4. The other ground on which the learned Subordinate Judge has held that the plaintiff cannot recover khas possession of the land though he got his title established in a previous suit is that the plaintiff entered into an engagement with the Government that he would respect the entries in the Record-of-Rights. This ground is not applicable to the facts of the present case. So far as the question of law is concerned, it is well settled that a person holding settlement from the Government of Government khas mahal or temporarily settled estate is bound under the terms of the settlement to recognize the tenants or tenure-holders mentioned in the settlement paper. Tapanidhi Puri v. Pitambar Mahapaty (1907) 5 C.L.J. 67, Chandramoni Mohanti v. Manmatha Nath (1910) 11 C.L.J. 68, Jarip Sardar v. Jogendra Nath (1920) 24 C.W.N. 53 and Maharaja Kunwar Manmatha Nath Roy v. Amir Khan (1918) 3 Pat.L.J. 394. But there are to the contrary other cases of which the case of Zamir Mandal v. Gopi Sundari (1905) 32 Cal. 463n., is the type in which it has been held that in spite of the terms in the agreement between the landlord and the Government the landlord can enhance the rent of the tenant if agreed to by the tenant. The ratio of these, cases is that the settlement holder can enforce a claim not based on the settlement but upon, contract and secondly on the principle that a person not a party to the contract cannot seek to enforce its terms. The question was considered in in Jahandir Baksh Mulliak v. Ram Lal Hazra (1910) 37 Cal. 449 and we agree with the view expressed by the learned Judges in that case. In the present case the plaintiff is not trying to enforce any right which he has obtained under the settlement from the Government but he is attempting to enforce a right he has acquired under a decree of the Court. In other words the suit is brought by the plaintiff qua purchaser and not qua settlement holder from the Government. There is nothing in the law which prevents a person enforcing a right he has obtained otherwise than under settlement from the Government. This point has been in our opinion wrongly decided by the learned Subordinate Judge.

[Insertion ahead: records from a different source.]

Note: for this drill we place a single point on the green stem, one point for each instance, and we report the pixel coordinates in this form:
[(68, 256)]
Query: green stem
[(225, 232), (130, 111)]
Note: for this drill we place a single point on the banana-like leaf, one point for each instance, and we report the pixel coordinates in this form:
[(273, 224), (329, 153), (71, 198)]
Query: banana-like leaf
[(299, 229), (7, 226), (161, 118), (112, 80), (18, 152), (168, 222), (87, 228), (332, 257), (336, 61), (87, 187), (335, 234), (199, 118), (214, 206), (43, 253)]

5. The learned Subordinate Judge has about the end of his judgment remarked that the plaintiff's purchase was not a purchase of the existing tenancy but of one which existed before. If the learned Subordinate Judge meant by this expression, which is not very intelligible, that the previous tenancy came to an end by the purchase of the plaintiff in March 1918 and a new tenancy was created since then, we have expressed our opinion that the finding on this point by the Subordinate Judge is without support.

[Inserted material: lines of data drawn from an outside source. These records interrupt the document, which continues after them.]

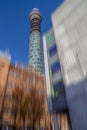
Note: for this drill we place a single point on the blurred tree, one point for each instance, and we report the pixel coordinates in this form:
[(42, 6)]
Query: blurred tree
[(36, 106), (15, 105)]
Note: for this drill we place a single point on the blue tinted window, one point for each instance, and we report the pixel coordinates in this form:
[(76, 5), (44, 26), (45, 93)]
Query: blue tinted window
[(53, 50), (55, 67), (58, 84), (59, 91)]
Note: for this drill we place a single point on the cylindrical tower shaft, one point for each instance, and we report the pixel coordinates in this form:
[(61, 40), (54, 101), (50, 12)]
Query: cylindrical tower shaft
[(35, 46)]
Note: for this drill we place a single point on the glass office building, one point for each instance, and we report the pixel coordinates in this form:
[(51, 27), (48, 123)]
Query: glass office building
[(69, 24), (35, 46)]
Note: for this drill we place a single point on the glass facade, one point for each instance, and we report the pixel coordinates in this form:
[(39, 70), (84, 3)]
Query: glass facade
[(69, 24), (54, 71)]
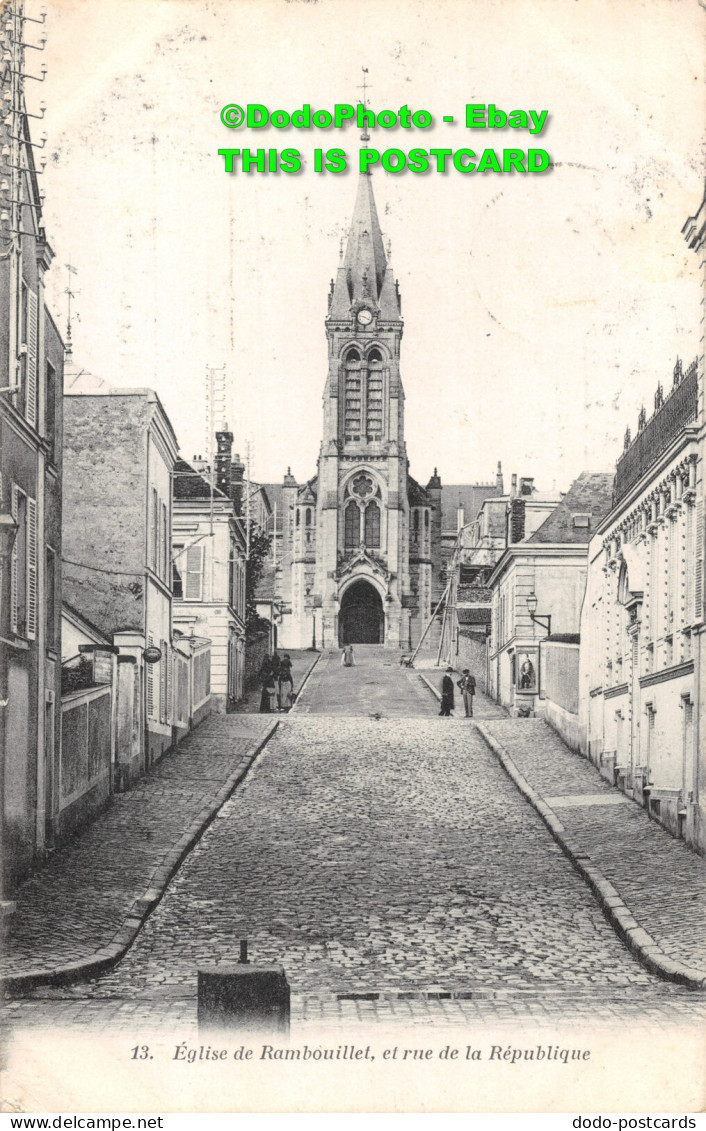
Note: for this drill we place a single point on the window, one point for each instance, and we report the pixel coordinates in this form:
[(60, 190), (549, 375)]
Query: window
[(164, 545), (352, 525), (154, 533), (372, 526), (194, 581), (177, 579), (50, 409), (28, 353), (353, 394), (24, 568), (50, 627)]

6. There is another observation made by the learned Subordinate Judge which needs some reference. He says that there is no evidence of delivery of possession adduced by the plaintiff. We find, from an examination of the record that the record of the execution case in which the plaintiff after purchasing the defendants' holding obtained delivery of possession was before the trial Court which is the same' Court that executed the decree. The learned Munsiff has referred to the execution case in his judgment. The learned Subordinate Judge thinks that as the order sheet of the execution case was not formally put in it could not be referred to. This is not the right way of doing justice and as no objection was taken by the defendants to the use of the record of the execution case, before the same Court, we do not think that this omission should stand in the way of the appellant.

7. The result is that this appeal is allowed, the decree of the lower appellate Court set aside and that of the Court of first instance restored with costs both here and in the Court of appeal below.

Jack, J.

8. I agree with the order passed by my learned brother but would base it simply on the ground that, in agreeing under the settlement with Government to respect the rights of the tenants as recorded in the Record-of-Rights, the appellant, in the circumstances of the case, should not be held to have undertaken to forego his existing rights under the decree. He obviously had no such intention nor was it the intention of Government to make the settlement subject to any such relinquishment of his rights.